In relative coordinates, each object is a whole expressed through the relative degree of its parts. A Polynary string is just a ‘digitized’ version of relative coordinates; its ‘spelling’ reflects the relative salience of its dimensional features. A geometric consequence is that Polynary divides the unit-cube unlike the graph paper grids we learned in school. Instead, the divisions align with a common strategy used in descriptions; we combine and distinguish objects by citing the relative noteworthiness of their dimensional features.
In this graph we just show the first 3 symbols of these Polynary strings. At this resolution, no string can reference more than three of the five dimensions.
How does this make sense? It doesn’t in the Cartesian system; a point in a five-dimensional space requires a reference to all five dimensions.

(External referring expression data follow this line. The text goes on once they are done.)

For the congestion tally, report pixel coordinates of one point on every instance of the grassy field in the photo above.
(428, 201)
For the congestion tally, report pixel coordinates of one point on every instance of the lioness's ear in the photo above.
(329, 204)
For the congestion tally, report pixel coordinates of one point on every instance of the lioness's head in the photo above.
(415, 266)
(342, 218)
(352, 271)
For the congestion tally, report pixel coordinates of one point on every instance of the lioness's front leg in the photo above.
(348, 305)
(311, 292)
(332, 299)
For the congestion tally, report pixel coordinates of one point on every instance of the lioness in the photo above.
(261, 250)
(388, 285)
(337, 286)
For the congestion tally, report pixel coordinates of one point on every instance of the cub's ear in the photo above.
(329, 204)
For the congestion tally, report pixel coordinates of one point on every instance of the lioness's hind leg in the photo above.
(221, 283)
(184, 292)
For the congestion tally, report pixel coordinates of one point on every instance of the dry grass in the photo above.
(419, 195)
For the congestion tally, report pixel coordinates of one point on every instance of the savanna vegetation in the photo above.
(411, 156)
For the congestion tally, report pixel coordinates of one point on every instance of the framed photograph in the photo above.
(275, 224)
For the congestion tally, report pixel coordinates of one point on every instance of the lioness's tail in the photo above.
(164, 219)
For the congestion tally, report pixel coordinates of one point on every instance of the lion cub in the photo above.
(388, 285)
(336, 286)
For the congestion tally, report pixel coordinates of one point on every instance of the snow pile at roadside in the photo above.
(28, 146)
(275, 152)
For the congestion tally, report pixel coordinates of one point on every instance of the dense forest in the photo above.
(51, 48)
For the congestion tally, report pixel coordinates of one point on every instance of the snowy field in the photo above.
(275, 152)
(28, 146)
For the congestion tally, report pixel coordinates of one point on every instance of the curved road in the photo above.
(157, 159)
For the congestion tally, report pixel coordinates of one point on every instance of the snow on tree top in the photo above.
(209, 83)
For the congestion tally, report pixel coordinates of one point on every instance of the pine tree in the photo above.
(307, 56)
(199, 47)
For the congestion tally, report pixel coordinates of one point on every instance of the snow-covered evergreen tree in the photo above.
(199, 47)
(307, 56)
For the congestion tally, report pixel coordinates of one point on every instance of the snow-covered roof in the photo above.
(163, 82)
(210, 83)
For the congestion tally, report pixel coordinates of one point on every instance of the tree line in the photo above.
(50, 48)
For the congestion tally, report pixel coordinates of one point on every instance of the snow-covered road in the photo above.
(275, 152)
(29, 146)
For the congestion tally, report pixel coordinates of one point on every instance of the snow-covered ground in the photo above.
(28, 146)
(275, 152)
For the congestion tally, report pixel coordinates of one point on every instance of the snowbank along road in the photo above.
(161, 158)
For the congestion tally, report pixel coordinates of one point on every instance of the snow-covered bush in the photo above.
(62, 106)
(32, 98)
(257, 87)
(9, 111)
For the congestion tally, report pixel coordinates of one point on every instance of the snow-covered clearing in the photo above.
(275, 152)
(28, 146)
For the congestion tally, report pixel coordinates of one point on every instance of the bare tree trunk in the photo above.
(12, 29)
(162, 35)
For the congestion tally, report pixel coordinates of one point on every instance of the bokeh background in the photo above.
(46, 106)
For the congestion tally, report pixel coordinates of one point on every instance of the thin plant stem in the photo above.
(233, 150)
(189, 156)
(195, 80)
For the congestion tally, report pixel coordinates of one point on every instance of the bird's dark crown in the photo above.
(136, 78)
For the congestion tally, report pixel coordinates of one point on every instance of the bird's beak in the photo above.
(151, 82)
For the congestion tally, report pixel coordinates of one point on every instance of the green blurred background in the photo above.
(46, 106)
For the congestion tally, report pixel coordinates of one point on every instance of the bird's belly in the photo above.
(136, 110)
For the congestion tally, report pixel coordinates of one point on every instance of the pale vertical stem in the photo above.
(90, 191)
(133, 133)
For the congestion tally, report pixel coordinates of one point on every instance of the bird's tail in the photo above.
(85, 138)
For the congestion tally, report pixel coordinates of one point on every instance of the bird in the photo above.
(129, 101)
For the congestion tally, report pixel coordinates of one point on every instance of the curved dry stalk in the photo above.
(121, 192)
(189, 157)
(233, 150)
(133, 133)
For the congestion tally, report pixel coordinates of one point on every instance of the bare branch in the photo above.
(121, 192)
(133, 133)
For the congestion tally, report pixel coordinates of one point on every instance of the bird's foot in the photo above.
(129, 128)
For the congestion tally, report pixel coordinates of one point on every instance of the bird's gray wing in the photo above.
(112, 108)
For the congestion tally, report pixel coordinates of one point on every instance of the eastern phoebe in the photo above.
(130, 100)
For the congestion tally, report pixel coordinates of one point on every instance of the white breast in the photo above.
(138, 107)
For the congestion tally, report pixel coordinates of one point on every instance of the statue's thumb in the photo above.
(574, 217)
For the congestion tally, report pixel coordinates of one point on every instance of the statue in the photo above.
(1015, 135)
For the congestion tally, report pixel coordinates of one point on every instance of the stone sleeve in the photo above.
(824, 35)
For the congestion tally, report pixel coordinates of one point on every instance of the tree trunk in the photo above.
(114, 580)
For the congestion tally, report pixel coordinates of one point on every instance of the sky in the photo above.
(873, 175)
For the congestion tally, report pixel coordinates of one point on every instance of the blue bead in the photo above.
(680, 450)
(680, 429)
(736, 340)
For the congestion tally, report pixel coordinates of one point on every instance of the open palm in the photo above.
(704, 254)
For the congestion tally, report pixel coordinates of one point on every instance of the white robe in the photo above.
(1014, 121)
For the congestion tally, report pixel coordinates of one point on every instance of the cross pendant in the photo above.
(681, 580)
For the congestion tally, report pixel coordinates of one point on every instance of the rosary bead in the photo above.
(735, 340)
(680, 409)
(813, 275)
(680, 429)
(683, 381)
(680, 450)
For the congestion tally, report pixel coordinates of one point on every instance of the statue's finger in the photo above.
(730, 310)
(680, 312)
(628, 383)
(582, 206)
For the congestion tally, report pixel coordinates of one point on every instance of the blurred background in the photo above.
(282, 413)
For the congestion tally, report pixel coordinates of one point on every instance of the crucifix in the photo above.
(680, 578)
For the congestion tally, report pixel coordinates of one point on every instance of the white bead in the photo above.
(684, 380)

Because Polynary works through relative coordinates, the symbols shown in a string explicitly indicate what, in a relative sense, most stands out. From this we know implicitly that the values for any unexpressed symbols stand out less. Each Polynary string represents an N-dimensional chunk of space regardless of its length.

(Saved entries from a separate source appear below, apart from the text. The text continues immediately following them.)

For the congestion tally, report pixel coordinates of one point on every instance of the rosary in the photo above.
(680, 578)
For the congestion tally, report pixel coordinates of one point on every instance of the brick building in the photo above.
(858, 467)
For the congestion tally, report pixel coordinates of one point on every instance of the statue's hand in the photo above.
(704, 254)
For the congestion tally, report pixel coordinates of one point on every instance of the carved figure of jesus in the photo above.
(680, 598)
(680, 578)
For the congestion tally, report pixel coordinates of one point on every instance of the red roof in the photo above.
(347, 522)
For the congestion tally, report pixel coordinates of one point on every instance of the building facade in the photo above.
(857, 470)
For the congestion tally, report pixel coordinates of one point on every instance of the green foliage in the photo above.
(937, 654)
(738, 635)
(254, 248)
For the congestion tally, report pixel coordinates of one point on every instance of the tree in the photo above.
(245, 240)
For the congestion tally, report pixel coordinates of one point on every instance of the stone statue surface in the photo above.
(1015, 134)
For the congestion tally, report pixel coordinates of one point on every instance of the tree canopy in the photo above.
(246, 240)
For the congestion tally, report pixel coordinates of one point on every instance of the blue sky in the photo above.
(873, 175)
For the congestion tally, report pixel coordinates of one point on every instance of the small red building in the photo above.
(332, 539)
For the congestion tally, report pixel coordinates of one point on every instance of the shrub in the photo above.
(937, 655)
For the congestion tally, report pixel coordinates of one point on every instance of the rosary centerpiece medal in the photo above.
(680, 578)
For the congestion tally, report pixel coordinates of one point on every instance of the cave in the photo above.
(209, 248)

This property mirrors how we already think and talk about high-dimensional objects.For instance, we might assert that: “People that are Conscientious have very tidy desks.”It seems to make sense.We use partial descriptions like this all the time in language.It is a statement with an implicit awareness that this is one personality trait within the context of a larger personality frame.
The statement is a shorthand claim saying: “People that, relative to other personality features, are most notably Conscientious have very tidy desks.” The latter interpretation makes more sense because everyone is Conscientious to some degree, and not all of us have tidy desks.

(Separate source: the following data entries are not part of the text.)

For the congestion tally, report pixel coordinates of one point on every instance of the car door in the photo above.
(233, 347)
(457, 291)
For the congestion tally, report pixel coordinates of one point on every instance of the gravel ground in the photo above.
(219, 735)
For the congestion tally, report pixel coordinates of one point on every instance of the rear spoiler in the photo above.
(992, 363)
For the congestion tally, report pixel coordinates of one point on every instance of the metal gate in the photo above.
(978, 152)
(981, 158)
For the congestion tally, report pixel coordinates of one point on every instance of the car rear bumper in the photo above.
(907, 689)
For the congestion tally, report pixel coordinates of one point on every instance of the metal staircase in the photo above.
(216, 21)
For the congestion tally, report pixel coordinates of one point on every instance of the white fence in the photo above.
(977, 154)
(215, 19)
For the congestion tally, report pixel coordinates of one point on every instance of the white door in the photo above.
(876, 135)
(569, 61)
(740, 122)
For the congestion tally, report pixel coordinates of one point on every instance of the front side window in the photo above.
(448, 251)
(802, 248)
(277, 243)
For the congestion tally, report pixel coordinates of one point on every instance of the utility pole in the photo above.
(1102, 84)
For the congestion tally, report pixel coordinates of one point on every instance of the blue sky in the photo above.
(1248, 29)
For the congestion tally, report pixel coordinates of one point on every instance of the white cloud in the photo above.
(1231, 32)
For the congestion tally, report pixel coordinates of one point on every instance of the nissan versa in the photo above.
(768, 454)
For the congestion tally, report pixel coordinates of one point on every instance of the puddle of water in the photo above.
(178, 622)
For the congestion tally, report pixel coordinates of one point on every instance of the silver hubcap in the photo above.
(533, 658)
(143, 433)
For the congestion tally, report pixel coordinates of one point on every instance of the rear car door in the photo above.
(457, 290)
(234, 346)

Notice that 145 people are most notably Conscientious. And we point out that this region happens to denote 17.5% of the volume of 5-dimensional unit-cube. This percentage gives a sense of how specific the phrase “People that are Conscientious…” is.
We see how quickly the volume decreases with each symbol we add to the string. And as we decrease the volume the corresponding description becomes more specific and complete.
It is important to note that language isn’t about reproducing numeric precision; its strength is its power to form generalizations that draw relevant distinctions. Regardless of the dimensionality, even short strings draw more distinctions than we generally need. This is the primary reason people can quickly characterize a complex object by stringing together just a few adverb-adjective phrases. Geometrically a description connotes the size, location, and shape of a region of conceptual space. And the reason language feels useful and effective is because it allows us to construct millions of characterizations to point to different sub-regions of this space.
The fractal organization of Polynary graphs parallels one way that people use language to describe objects.
The 145 people in region ‘c’ are those where Conscientiousness is relatively high. The 48 people in region ca’ are those where Conscientiousness is very to extremely high, and Agreeableness is barely to very high.
And the 21 people in ‘cae’ are those where Conscientiousness is quite to extremely high, Agreeableness is somewhat to quite high, and Extraversion is exceptionally moderate to somewhat high.
Every time we add a new symbol to the string the region becomes smaller and the description becomes more specific. We implicitly understand that the values of the uncited dimensions are less notable than the cited ones. We discuss the meaning of adverbs and their selection in the Nuts & Bolts of Polynary.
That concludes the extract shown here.